Opius stelfoxi Fischer. Holotype on card, collected in Dooaghtry Co., Westmeath, Ireland in September 1941. Courtesy of the Smithsonian’s National Museum of Natural History.

Arthur Wilson Stelfox: Another Gift from the United Kingdom

With a large personal collection of specimens, Arthur Wilson Stelfox took steps to ensure his work will go on for decades to come.

“A very generous gift of more than 88,000 Irish Hymenoptera, donated by A. W. Stelfox of Newcastle, County Down, is the first important acquisition of this group from the British Isles.”

—Smithsonian Year 1967, p.115

Bees, wasps, hornets, winged ants and sawflies are the more well-known examples of Hymenoptera. The Smithsonian’s Department of Entomology had been collecting insects of this scientific order since 1881. Despite the department’s regular acquisition of entomological specimens, it was over eighty years before the Institution acquired a really significant collection from the Emerald Isle. I found myself asking why this Irish native and lifetime member of the Belfast Naturalists’ Field Club donated his extensive collection to the Smithsonian over other museums in the United Kingdom.

Portrait of Arthur Wilson Stelfox.

I came across Arthur Wilson Stelfox’s field books will working on the Smithsonian’s Field Book Project. In over 30 handwritten journals that now live with the Smithsonian Institution Archives, Stelfox recorded his Hymenoptera collecting excursions across Ireland between 1921 and 1965. In two additional journals, Stelfox detailed his work collecting land and freshwater Mollusca. Looking to learn more about him, I turned to the Archives’ finding aid for his personal papers, where I learned that he had donated his collection to the Smithsonian and began to look more closely at the man and the circumstances around his donation.

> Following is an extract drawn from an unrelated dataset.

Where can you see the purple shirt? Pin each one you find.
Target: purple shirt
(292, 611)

From a number of articles in the Irish Naturalists’ Journal, I discovered elements that helped to explain Stelfox’s decision. He was long known for his collaboration and generosity to fellow naturalists and students, and he insisted that his specimens would continue to provide insight to entomologists for decades to come. Their new home had to be a place where that vision would be most effectively realized.

Stelfox had collected long series of Hymenoptera specimens over forty years in order to study variations between and within species. Given the state of the discipline in Ireland and the lack of space and staff in British museums, Stelfox looked west and found that variation within a species was an active field of research in the United States and that sufficient capacity existed at the Smithsonian for his collection. Stelfox made the decision to donate the collection on the condition that it was made available for research.

Arthur Wilson Stelfox donated what Smithsonian entomologist Karl Krombein called “the largest and most complete collection of Irish Hymenoptera ever made,” including “many of the Irish species described more than 100 years ago,” so that entomologists could continue to learn from what he had so carefully collected and thereby advance scientific understanding. Sounds like an excellent fit with James Smithson’s mandate for the "increase and diffusion of knowledge."

We owe you a debt of gratitude, Mr. Stelfox.

Specimen of Opius stelfoxi collected in Ireland, 1941.